Радикальные либералы требовали немедленного и полного перехода к рыночным отношениям, установления демократических институтов западного образца. Приверженцы «экстремистской линии» стояли на жестких националистических позициях и предлагали полностью отказаться от прежней федеративной государственности. По их мнению, «разъединение» федерации – закономерный и прогрессивный шаг посткоммунистической трансформации в направлении создания демократических национальных государств в территориальных границах республик СФРЮ. В середине 1980-х годов основная борьба развернулась между сторонниками «мягкой линии» и «экстремистами». Последние одержали верх.
Успех национальных проектов, вызревавших в общей политической рамке, был обусловлен «работающими обособленными институтами управления», т.е. наличием «обособленного в институциональном плане сегментом-государством внутри общего государства» (Ф.Г. Рёдер); деперсонификацией федеральной власти; политической слабостью центра и процессами деидеологизации; резким ухудшением социально-экономической ситуации в стране и возобновлением старых этноконфессиональных конфликтов. Поскольку коммунизм претендовал в Югославии на роль универсальной доктрины, пустота, образовавшаяся после его падения, быстро заполнилась ксенофобией и шовинизмом, популизмом и национализмом – «не борьбой за свои национальные права, а пренебрежением чужим правом на сохранение национального и человеческого достоинства» (А. Михник).
К концу 1980-х годов Югославия сохранила лишь суверенитет признания и статусность. Суверенитет факта, состоятельность, как исключительные характеристики федерации, были разделены между республиками. Югославия, была, словами Гегеля, как феодальная монархия, «суверенна только вовне». Внутри государство представляло не единый организм, а «скорее агрегат, чем организм» (Г. Гегель).
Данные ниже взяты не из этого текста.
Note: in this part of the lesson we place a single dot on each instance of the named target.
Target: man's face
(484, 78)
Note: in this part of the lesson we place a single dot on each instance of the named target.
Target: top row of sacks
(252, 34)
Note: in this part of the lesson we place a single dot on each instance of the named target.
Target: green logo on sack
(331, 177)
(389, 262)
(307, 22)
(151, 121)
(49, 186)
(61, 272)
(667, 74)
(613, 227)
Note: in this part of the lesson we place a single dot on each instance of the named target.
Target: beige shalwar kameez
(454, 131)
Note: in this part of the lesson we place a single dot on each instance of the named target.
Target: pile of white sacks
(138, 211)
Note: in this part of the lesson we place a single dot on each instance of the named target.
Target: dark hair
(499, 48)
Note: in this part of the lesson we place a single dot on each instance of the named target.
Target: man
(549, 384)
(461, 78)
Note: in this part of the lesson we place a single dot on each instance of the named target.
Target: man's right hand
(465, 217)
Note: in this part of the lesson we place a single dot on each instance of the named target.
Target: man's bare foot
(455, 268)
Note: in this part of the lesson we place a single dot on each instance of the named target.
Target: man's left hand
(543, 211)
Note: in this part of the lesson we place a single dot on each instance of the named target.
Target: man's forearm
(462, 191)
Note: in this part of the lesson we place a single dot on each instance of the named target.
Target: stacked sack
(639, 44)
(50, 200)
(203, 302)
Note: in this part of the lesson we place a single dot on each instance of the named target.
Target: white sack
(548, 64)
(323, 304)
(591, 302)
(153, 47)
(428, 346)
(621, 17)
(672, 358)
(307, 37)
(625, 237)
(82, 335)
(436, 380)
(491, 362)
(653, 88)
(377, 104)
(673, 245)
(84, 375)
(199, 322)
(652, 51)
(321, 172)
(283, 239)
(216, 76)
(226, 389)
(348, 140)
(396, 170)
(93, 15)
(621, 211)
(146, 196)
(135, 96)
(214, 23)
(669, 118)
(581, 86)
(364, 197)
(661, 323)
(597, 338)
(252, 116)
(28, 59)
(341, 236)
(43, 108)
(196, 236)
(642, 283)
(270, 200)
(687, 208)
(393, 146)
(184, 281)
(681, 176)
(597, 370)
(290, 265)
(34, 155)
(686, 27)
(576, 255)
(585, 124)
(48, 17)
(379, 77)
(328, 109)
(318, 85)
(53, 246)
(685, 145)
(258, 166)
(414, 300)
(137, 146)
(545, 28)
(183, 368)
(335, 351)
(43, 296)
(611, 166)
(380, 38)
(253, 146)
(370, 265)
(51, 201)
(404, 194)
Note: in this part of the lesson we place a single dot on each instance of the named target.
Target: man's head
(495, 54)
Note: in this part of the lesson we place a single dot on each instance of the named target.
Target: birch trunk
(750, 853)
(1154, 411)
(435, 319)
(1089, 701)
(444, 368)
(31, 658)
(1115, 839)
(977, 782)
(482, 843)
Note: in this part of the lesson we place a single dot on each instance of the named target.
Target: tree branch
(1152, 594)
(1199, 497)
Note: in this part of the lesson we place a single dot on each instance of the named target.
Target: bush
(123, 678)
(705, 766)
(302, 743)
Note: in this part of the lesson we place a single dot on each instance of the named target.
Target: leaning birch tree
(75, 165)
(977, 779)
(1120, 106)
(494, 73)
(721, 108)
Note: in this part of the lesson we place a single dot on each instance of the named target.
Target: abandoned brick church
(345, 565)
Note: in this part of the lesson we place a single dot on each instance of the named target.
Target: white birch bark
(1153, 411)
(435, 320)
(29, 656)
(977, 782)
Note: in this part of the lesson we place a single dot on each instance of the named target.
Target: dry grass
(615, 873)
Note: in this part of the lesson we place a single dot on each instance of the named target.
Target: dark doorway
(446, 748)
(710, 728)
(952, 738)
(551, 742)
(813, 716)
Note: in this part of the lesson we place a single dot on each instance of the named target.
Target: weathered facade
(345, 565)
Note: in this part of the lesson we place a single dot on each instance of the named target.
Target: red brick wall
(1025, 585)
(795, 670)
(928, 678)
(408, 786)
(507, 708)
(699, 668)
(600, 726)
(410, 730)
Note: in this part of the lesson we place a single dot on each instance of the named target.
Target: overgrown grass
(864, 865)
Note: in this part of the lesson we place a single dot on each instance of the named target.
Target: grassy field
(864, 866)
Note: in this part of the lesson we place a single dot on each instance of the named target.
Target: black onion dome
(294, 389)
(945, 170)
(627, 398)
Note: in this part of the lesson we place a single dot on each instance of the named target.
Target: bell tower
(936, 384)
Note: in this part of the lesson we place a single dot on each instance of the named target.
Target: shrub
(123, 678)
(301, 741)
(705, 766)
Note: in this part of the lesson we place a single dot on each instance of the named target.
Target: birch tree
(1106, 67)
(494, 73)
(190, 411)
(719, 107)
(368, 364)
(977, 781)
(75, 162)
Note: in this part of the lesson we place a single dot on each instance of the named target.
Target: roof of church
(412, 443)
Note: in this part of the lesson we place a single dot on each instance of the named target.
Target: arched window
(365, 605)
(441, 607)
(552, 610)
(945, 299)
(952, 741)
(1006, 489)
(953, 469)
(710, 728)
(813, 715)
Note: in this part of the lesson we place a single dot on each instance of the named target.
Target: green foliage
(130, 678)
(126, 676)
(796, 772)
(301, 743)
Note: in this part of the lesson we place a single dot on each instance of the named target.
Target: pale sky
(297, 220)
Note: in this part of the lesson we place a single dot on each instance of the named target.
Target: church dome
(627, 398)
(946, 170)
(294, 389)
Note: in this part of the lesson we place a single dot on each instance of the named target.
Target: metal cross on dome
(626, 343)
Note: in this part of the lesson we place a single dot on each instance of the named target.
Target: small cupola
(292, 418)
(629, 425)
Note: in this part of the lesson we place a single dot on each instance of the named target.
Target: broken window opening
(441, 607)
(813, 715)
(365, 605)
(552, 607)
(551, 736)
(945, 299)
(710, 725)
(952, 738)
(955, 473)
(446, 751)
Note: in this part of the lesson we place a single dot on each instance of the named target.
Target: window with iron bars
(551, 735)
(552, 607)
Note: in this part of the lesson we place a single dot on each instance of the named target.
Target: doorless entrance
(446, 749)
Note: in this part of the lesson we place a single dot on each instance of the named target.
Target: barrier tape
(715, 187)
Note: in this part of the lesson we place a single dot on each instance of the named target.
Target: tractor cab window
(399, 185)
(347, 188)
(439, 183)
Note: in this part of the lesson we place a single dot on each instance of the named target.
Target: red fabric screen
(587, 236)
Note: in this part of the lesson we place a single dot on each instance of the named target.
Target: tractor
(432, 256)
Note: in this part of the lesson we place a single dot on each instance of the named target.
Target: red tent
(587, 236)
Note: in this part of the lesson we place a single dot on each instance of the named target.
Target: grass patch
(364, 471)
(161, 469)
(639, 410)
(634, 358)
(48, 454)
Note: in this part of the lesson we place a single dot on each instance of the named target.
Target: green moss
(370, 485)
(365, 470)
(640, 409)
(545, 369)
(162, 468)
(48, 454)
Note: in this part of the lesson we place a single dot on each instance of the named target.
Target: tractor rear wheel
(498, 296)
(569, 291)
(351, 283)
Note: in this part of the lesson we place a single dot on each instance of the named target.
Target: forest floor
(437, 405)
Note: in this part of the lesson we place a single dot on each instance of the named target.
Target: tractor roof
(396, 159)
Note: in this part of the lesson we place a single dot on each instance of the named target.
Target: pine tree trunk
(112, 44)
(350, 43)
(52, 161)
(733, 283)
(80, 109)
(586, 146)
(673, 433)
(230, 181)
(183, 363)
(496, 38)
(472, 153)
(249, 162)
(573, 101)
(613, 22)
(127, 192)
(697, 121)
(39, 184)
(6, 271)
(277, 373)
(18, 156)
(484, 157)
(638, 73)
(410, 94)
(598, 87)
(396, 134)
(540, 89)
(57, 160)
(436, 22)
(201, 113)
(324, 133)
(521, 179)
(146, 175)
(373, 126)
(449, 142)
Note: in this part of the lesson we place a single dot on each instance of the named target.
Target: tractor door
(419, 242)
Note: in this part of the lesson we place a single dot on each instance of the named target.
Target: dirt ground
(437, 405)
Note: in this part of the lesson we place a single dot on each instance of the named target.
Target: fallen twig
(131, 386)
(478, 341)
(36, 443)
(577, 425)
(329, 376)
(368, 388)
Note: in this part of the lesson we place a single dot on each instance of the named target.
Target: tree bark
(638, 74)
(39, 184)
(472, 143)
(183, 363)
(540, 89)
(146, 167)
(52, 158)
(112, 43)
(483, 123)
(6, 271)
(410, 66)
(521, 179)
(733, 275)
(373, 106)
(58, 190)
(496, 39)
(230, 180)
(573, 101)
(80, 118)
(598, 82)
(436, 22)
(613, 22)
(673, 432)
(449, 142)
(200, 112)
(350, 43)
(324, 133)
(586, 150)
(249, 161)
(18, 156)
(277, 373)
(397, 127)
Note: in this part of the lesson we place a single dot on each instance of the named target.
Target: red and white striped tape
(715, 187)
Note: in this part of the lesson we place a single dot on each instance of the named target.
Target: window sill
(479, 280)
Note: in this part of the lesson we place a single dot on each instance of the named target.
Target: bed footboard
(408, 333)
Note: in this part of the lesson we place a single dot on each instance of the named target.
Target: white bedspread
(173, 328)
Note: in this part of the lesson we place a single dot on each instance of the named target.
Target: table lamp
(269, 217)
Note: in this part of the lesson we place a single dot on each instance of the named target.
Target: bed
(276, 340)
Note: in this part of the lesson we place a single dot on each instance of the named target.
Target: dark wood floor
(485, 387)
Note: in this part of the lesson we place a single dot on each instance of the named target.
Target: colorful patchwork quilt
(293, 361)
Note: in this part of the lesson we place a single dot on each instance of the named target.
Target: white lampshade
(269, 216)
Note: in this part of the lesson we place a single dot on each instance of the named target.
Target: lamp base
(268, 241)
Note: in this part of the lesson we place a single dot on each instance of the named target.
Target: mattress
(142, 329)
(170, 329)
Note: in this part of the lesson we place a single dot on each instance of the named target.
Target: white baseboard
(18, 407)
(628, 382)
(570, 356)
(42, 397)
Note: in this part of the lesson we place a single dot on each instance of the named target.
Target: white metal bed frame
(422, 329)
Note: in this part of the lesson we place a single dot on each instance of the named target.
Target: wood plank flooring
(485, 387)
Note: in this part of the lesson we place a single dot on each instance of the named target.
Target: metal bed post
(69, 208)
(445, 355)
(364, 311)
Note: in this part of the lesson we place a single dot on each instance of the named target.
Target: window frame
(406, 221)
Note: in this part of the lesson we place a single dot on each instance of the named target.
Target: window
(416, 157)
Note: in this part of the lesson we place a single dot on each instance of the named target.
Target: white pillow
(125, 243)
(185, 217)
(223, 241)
Понимание национального равноправия не как равноправия перед законом, а как экономическую самостоятельность и возможность выхода сегмента на мировой рынок привело в результате к тому, что сила государства виделась не в единстве республик, а в их самоопределении и независимости. Самоуправленческий социализм как модернизационная модель не способствовал укреплению единства страны, а ускорил процессы национализации, приватизации власти на уровне республик и децентрализации политико-правового пространства. К тому же в стране отсутствовало главное условие устойчивой государственности – идентификационная основа.
В Югославии, как в других социалистических странах, этно-религиозные характеристики, национализм, откровенно переходящий в шовинизм, использовались как средство, с помощью которого можно четко определить сообщество «невинных» и идентифицировать «виновных», несущих ответственность за «наши» несчастья. Но это скорее универсальная, а не только посткоммунистическая ситуация: именно «чужих» можно и должно обвинять во всех несчастьях, трудностях и разочарованиях, испытанных «нами» за годы существования общего государства, при этом, глубокие и стремительные сдвиги не вспоминаются. Например, Э. Хобсбаум так определяет принципиальную значимость идентификации по принципу «свой – чужой». «Совершенно ясно – что «они» это «не мы»; это люди, которые являются нашими врагами просто потому, что они другие: нынешние враги, прежние враги и даже вполне воображаемые враги». Прав был и Г. Зиммель: «Забота о том, чтобы враги – неважно, какие именно – непременно наличествовали, провозглашается внутри некоторых подобных групп даже чем-то вроде политической мудрости: с их помощью сохраняется действительное единство членов группы и сознание группой того, что это единство есть ее жизненный интерес».
Разрушения любой системы, была ли она легитимной или нет, авторитарной или демократической – влечет за собой утрату социальных ориентиров, крах всего образа жизни, к которому привыкло большинство населения. Именно в распадающемся социуме национализм служит «субститутом интеграционных факторов»: «когда терпит крах общество, последней опорой начинает казаться нация» (Э. Хобсбаум).